Testing “Mission Impossible” Cyber Physical Systems

December 14, 2016

Another interesting speaker in my Cyber Physical Systems (CPS) seminar was Dr. James Kapinski. Since he was from the Toyota Technical Center, he focused on power train control and advanced driver assist as two areas in cars that use CPS and where companies are trying to make advances. CPS is basically the field of add software and controls for physical systems thus making them “smart.”

Tesla’s recent crash highlights the problems that occur when a CPS system fails – the autonomous, driverless car did not see a trailer, went under it and crashed into a power pole. CPS can be approached from both the computer science/software design side and the control engineering design side. Dr. Kapinski approached it from both perspectives.

The model-based design approach of control engineers using block diagrams of a controller and its environment works well for concrete simulations of dynamic, complex control systems. However, it does not allow for formal verification which can prove that the system works and/or is stable. Formal analysis techniques from computer science are often too difficult and not scalable for large, complex systems (see top picture).

The main research problem Dr. Kapinski was solving was how to verify a complex industrial, hybrid, dynamical CPS. Specifically, his research addressed the problems of proving stability of a system and/or system safety. A hybrid system is one that has both discrete and continuous behavior that varies with time (dynamic).

Their team’s innovation was using a simulation-based method to get a provably correct and numerically robust certificate of stability using Lyapunov functions. This new technique is finding ways to use information from simulations to develop more formal testing methods for dynamic CPS. Simulations increase confidence in system performance, help design validation, uncover bugs, do not require knowledge of formal testing methods like bounded model checking, and are cheap, fast and scalable.

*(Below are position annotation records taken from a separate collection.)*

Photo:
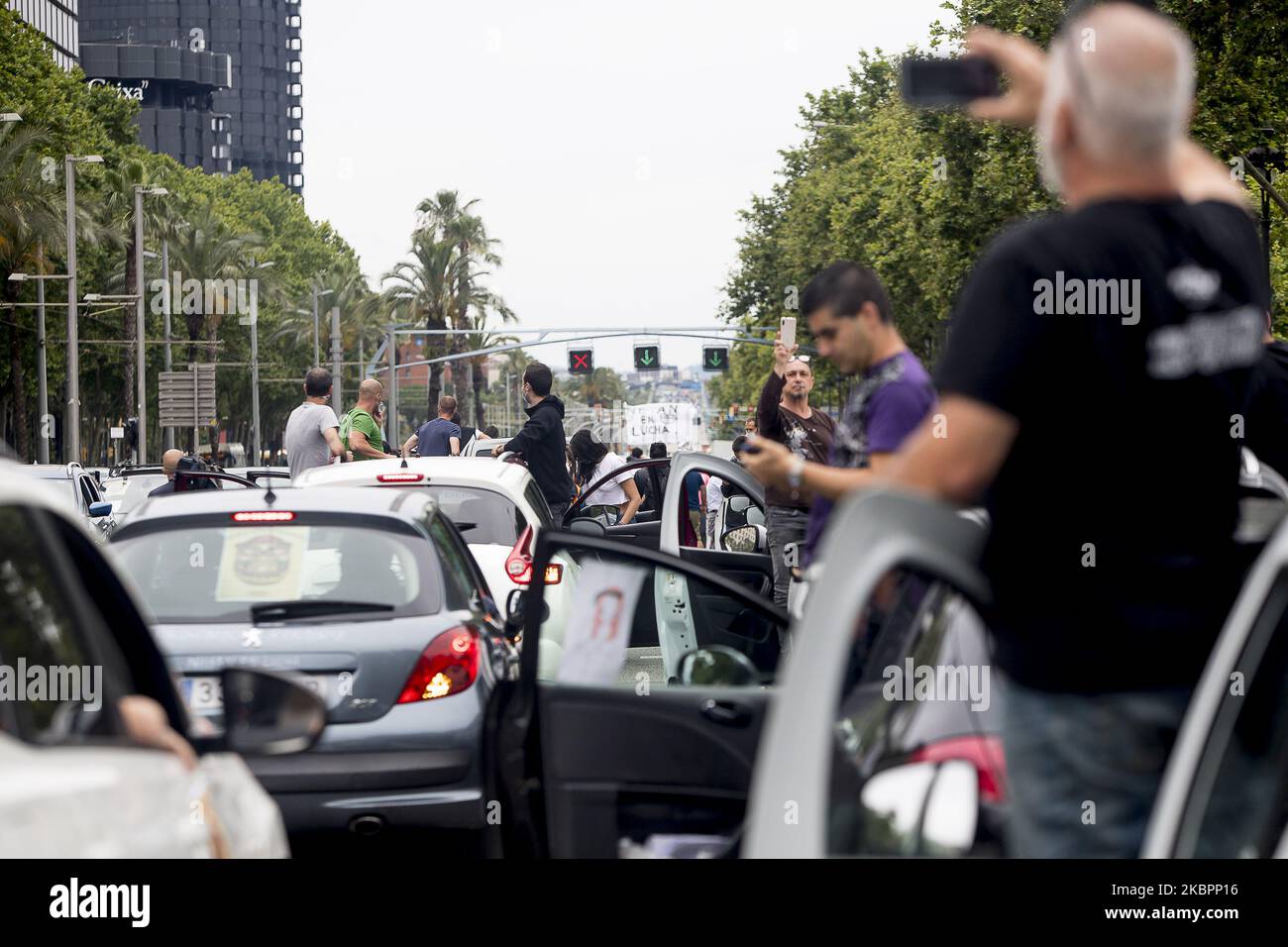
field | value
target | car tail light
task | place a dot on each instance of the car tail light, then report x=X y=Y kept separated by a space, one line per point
x=518 y=564
x=984 y=753
x=449 y=665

I learned that Simulink, which I have used to model physiological control systems in BME 511, can also be used for modeling even more complex systems. It can generate a model based on requirements, and most importantly can be used to verify or at least to test different inputs to a system to see how the system responds. This could be useful for many implantable medical devices with sensing and detection capabilities. Understanding how to test various error use cases and verify safety of an implanted device is critical to prevent FDA recalls and successfully develop devices.

I also learned the difference between testing and verification, both of which are done extensively in the biomedical industry. From Dr. Kapinski’s colleague’s speech, I learned that verification proves that the input will result in a certain output but testing identifies input cases that would generate errors or bugs but does not prove a relationship between the input and output. Both testing and verification approaches to determining safety are necessary.